Minecraft Explorers card game
Minecraft Explorers was a fun find at Walmart. We almost never go there, but our George Foreman Grill broke and after some mean not-so-lean ground turkey spit grease all over Anne, we had to go find a new one. While we were there, we found the game.
I trust titles by Ravensberger though they do tend to have a step more complexity than we prefer. When I looked it over at home, I wasn't expected the huge two-sided rule sheet. That sheet was printed separately in 6 languages so we chuckled the ones that were not EN. The cards had so many icons and numbers I worried that Anne would just be annoyed by it .

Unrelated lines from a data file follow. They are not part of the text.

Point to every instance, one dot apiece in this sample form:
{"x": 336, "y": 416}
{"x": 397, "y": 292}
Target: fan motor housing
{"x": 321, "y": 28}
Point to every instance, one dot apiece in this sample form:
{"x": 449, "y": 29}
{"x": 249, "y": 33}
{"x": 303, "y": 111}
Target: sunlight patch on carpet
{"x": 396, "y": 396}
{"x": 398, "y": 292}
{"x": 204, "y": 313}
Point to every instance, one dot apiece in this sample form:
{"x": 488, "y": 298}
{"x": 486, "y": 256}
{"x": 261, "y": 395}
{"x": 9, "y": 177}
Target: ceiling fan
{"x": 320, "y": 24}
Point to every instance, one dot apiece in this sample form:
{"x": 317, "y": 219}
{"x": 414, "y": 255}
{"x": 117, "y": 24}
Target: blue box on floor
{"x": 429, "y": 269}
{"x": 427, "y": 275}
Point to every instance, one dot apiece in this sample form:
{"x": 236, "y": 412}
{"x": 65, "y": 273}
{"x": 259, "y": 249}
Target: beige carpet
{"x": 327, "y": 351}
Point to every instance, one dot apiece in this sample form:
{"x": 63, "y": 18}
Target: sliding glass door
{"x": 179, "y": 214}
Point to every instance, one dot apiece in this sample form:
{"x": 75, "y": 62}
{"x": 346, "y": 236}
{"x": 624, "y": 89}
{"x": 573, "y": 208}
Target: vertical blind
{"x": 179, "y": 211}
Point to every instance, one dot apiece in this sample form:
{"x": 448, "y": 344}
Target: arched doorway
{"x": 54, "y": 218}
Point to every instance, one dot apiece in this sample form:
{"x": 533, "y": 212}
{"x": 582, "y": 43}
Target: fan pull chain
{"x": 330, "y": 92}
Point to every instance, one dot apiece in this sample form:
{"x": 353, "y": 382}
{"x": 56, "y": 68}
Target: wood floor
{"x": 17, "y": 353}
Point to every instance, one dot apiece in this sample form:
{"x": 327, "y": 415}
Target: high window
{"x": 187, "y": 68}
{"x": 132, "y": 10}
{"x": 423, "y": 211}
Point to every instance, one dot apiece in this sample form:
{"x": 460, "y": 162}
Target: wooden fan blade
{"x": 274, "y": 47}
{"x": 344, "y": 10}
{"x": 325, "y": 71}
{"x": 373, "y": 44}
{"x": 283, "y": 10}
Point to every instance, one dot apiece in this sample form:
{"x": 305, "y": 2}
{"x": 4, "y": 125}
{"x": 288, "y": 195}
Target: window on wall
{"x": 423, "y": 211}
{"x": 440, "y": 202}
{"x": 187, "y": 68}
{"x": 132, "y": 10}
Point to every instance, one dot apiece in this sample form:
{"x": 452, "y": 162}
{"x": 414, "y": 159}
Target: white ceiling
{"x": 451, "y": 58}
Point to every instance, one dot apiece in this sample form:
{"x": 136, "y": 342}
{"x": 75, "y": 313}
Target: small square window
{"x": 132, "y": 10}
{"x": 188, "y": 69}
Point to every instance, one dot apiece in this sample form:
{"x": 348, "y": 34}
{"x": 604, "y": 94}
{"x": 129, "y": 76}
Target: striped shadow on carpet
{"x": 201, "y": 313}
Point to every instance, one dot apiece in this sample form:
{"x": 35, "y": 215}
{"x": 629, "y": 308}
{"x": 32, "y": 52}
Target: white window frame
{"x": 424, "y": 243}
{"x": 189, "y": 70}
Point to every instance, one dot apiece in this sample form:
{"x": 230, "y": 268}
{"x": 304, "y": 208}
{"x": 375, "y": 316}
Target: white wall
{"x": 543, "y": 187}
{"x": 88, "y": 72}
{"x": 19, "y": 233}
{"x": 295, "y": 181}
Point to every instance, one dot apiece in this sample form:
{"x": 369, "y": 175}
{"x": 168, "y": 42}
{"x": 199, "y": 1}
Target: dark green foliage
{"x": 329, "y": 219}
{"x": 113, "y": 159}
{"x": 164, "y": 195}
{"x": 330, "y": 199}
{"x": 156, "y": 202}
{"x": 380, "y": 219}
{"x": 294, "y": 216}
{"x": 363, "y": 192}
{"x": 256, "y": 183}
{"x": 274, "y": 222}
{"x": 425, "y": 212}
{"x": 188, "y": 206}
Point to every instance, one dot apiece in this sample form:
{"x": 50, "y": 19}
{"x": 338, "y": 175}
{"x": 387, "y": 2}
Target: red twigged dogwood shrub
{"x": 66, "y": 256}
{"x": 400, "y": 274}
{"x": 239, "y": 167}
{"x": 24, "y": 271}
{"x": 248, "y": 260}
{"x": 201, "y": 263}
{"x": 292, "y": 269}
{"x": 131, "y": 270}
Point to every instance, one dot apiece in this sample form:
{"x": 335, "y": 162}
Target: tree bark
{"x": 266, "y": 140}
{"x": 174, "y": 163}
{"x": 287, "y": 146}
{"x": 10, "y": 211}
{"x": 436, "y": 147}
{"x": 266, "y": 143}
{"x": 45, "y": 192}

I ended up watching a solo walk-through which helped make sense of that double-sided page of rules. I was able to explain it and we got through the games.
I'm not sure how useful a brief explanation will be. Watch the video. Overall, the layout has a row of chest cards, a row for monster cards, two rows for biome cards, and then each player has their own hand of cards.
The flow is (briefly): take the actions cards (6 hunger cards and the night card). Spend the hunger cards on various actions:
- take biome cards based on their hunger cost
- fight of a monster card based on its cost
- play one hunger to remove and replace any number of biome cards
- play one hunger card to put any number of your items into chests
Then play the night card, which flips a mob card and ends your turn.
The mob deck has some extra rules. If you draw a mob already shown, draw again until you get a different one. Since you hide the GAME OVER card in one of the bottom 3 cards of the mob deck, you need to keep the visible mobs cleared out.
When you fight a mob, you get to keep it in your hand -- well, the mess of cards in from of you -- and a matching pair of defeated mobs will count as one hunger.
Some biome cards will trigger a mob. Filling a chest will remove a mob.
Various item cards have abilities like the armor that can block the flipping of a mob card, the crossbow that can remove two mob cards, and more.
So, yes, it was more complex that I was expecting, but it's a cooperative game so we had fun getting through the cards together. There were difficulty settings (add more chests), and slight changes for different numbers of players, so it doesn't feel like it will get boring with repetition. It should be playable as a solo game as well.